The National Oceanic and Atmospheric Administration has put in motion a five-year plan to end the production of paper nautical charts. For years, NOAA has been maintaining two parallel sets of charts—paper and digital—at great expense. As digital charts have become dominant, the production of paper charts has slowed.

Today, the vector digital chart is primary, and the paper chart and its digital raster charts are updated to match. NOAA’s plan is to focus on the vector digital chart, which is created to international standards for Electronic Charting and Display Information Systems (ECDIS) that commercial mariners with redundant systems use instead of paper charts.

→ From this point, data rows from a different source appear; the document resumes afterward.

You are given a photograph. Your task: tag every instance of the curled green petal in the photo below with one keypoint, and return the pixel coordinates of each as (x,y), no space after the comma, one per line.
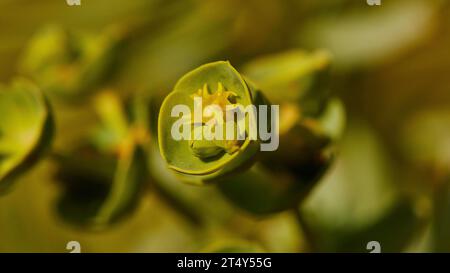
(25,129)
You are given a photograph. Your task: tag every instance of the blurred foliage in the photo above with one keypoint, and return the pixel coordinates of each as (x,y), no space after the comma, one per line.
(97,74)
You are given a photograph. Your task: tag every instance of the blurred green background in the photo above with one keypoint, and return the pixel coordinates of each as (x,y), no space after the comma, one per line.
(390,182)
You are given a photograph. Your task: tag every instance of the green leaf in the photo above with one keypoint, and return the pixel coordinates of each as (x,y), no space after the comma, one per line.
(294,76)
(99,191)
(102,182)
(68,63)
(26,129)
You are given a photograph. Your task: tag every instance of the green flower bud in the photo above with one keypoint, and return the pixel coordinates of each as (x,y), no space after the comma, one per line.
(26,129)
(205,159)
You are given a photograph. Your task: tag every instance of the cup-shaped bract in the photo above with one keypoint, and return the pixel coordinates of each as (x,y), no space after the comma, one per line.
(26,128)
(203,159)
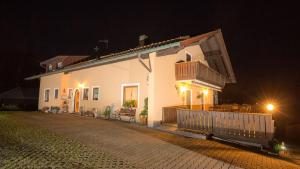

Presumably, recreational boaters will be able to obtain printed copies of these electronic charts, but they won’t look anything like what we have been using. And, because we are not commercial mariners, we don’t have ECDIS aboard. Our needs are different.

If you have a chartplotter, do you still need paper charts? The short answer is yes. A chartplotter is but a small window to the world; if you zoom in, you can see only a few miles, and if you zoom out, you can’t really see detail. A paper chart provides the big and small pictures, and never breaks down. Paper is its own safety net.


And even if you can print the new charts, another issue is what may not be shown. NOAA, as part of international treaties, creates compatible charts. This approach led to the vector Electronic Navigational Chart that NOAA now offers. These charts lack much of the detail that we recreational boaters have long used to keep us safe and on course.

In general, vector charts are better for navigating on a chartplotter because they are simpler, and because all of the data scales to remain readable as you zoom in. The raster (or paper) chart is better for planning and checking because it has a great deal more detail. Both are good, but we may not be safe enough without the detail.

And because the format of these new charts is driven by international electronic display standards, it may confuse U.S. boaters. For example, the core vector data presents depths in meters, not feet. Recreational boaters operate in shallower waters than commercial vessels, so the shorter dimension of a foot versus a meter is key. (NOAA does plan to offer printing of these charts in feet, but the pressure to transition to meters will continue.)

Another, even greater, concern is the use of ECDIS symbols. They are quite different from what we have used for a hundred years. These symbols were designed for large electronic displays, not for paper. On a digital display, you can scroll over an object to obtain more information. On the paper equivalent, what you see is what you get. These symbols are unfamiliar and more difficult to interpret.

Perhaps the biggest shortfall is lack of detail, particularly on land. Boaters rely on landmarks to help determine position. The vector charts are largely devoid of these details. A great deal of other useful information from paper charts also disappears on the new charts.

These changes will have a host of other unintended consequences. All navigation textbooks and training sessions will need to be revised. The whole concept of chart scales may be lost. Digital charts that blur the content could lead to groundings.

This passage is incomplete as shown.